The mainstream media challenged by it’s small circle of pundits have fallen into the Trump trap of calling voters that reside in California and New York the “coastal elites” . While most generalizations are flawed the “coastal elite” mythology is also absurd and a startling example of pundit malpractice.

Take into consideration that according to Pew research 70% of eligible voters in California are working class or middle class. Some 23% of Hispanic eligible voters have not obtained a high school diploma and 62% of African American voters do not live in a home that they or a family member owns. In fact 18% of Latino voters and 39% of African American voters live in a home where the combined income is less than $30,000. Overall only 72% of all of California's eligible voters regardless of race, do not have a college degree. Are these working people and middle class families elites?

Each time the media uses the term “coastal elites” it bolsters the falsehood that the Trump electoral win was an endorsement of him by working people. The “elitist Hillary supporter” argument is only true when you ignore the millions of working class people that choose Clinton over Trump. In fact , while I know this is a sore spot, the numbers clearly indicate that the majority of working class people throughout the country voted against Trump.

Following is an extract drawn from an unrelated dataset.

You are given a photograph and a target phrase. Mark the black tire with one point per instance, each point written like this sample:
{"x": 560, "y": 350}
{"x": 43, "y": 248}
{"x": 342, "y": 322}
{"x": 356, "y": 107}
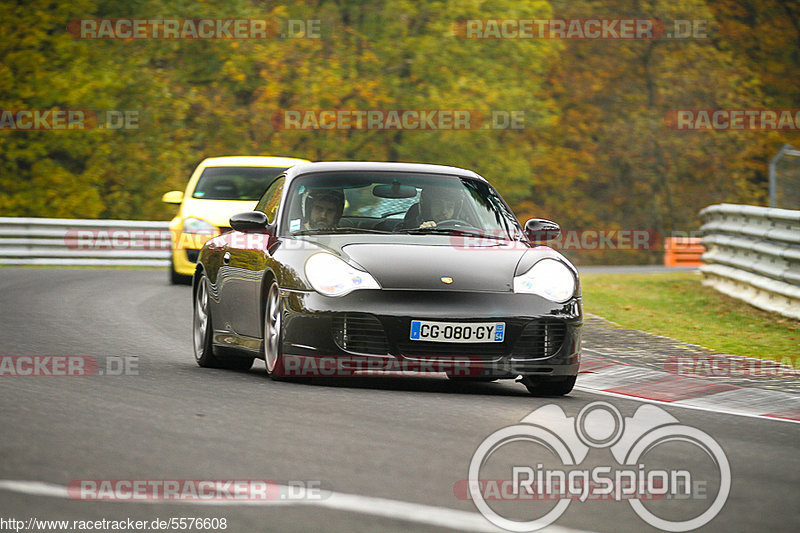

The media’s problem perhaps stems from their current state of superficiality. While the D.C. media might see a working class family dressed to the nines on Easter Sunday or a middle class couple enjoying a date night at a fancy restaurant they need to look deeper. Market research indicates that in California discount clothing stores flourish around the holidays and Groupon dinner dates are a recession born cottage industry that still remains necessary. Before the pundit class uses the term “elite” to define coastal voters perhaps they need to look at real voter demographics. Research takes time but it is the media’s job after all. I would suggest the illustrious members of the of the punditry pull up the Pew Research site the next time they are enjoying one of the DC hot spots they frequent over a $15 martini or that they perhaps discuss the nature of elitism with a colleague at one of Capitol Hills $50 a person lunch spots ( no Groupons accepted).